Precious Plastic has done an excellent job of this. Their first machine designs focused on DIY-scale plastic recycling preparation, then DIY-scale plastic reuse, and now has been focusing on machines that support medium-scale operations that encourage small teams to specialize and run the larger machines together in a coordinated effort.

This is Do It Ourselves design: solutions that expect some degree of specialization and scale, but still arrive at modern quality by prioritizing ecologically and societally sustainable processes over scale or price. Pre-industrial, DIY-flavored solutions represent the easier kind of design education; showing people that dying clothes isn't so complicated, and can actually be done with food scraps in a pinch. It is an excellent introduction to reclaiming production, but it cannot be the last.

retracing industrial science's history to find its future #

There are hundreds (or thousands) of years of learning between these solutions and the harmful ones that we operate with today. If we are to, for example, replace H&M and Shein's harmful clothing dying practices with eco- and society-friendly medium-scale versions, we will have to learn from the recent hundred years of dying science.

In nearly every technology, we began our development of it with an Earth-friendly scale and process.
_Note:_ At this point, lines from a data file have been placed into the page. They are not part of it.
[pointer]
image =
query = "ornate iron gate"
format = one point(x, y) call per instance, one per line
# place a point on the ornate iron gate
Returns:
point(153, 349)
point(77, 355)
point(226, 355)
We chased improvements to it—brightening the colors, broadening our color range, improving their resiliency—without regard to ecology. Somewhere in the thousands of experiments to improve the presence of salmon colors in clothing dyes a value judgment was made to move away from natural materials and processes like avocado skins to harmful, usually fossil fuel-driven ones. It is the duty of modern eco-minded designers to retrace that scientific lineage and remake those value judgments with our new modern understanding of ecological and societal systems, and follow the science where it was left off.

Somewhere in that development of salmon-colored dyes was a process that worked well at a medium production scale that was scrapped because it didn't work at large scales. There was a material that required just a bit of chemistry knowledge to handle safely. There was a material that broke down in the environment with little or no post-processing that was abandoned because it wasn't cost effective for a global operation. These are the misjudgments that we must search scientific history for, the discoveries deemed valueless to a society that didn't take the environment or human wellbeing into consideration.